8 tbsp unsalted butter (one stick)
12 oz. semi sweet chocolate chips (one bag)
1/2 cup cocoa powder
2 tsp vanilla
2 large eggs
1 egg yolk
1 cup sugar
1/2 cup brown sugar
1/2 cup active sourdough starter discard
1 cup Gluten Free flour*
1 tsp salt
For the gluten free sourdough starter, I followed this recipe from Pinterest- https://pin.it/5NZrekA I love using King Arthur 1:1 GF flour*. It comes in handy to have your starter ready for any of your baking needs, just keep in mind that GF flour will not bake like regular flour. It is a little more dense but still has great flavor.
- Preheat your oven and cast iron pan to 350 degrees. I love the cast iron for this because you get those nice crispy edges! Alternatively, you can use a 9×9 baking dish (greased or lined with parchment paper)
- Melt the butter in a small saucepan over low heat. Add the chocolate chips, vanilla extract and cocoa powder. Stir the ingredients until the chocolate chips have melted and the mixture is smooth. Remove the saucepan from the burner and set it aside to cool down.

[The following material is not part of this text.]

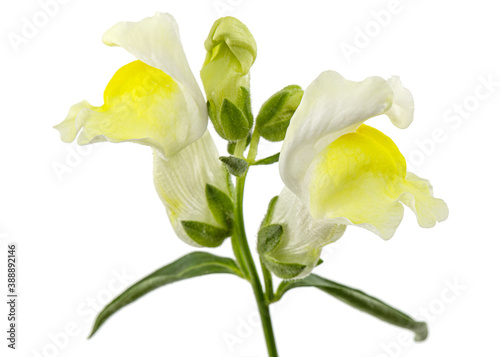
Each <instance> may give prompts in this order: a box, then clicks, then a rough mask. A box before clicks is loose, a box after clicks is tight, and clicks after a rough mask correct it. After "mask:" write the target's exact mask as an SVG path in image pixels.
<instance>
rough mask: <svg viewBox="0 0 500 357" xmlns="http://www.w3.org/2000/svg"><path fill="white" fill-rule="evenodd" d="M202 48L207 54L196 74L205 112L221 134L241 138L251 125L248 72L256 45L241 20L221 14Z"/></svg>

- In a large mixing bowl, beat the eggs, brown sugar and granulated sugar with an electric mixer for 7-10 minutes. Add the sourdough discard and chocolate mixture to the bowl beat on low until combined. Add the flour and salt and stir with a spatula until just combined. (The batter will be very thick.)
- Pour the batter into the hot cast iron or baking dish and smooth the top. Bake for 35-40 minutes.
- Allow the brownies to cool completely, unless you’re like me a really enjoy that nice warm brownie with an ice cold glass of milk! Store in an airtight container or covered with plastic wrap.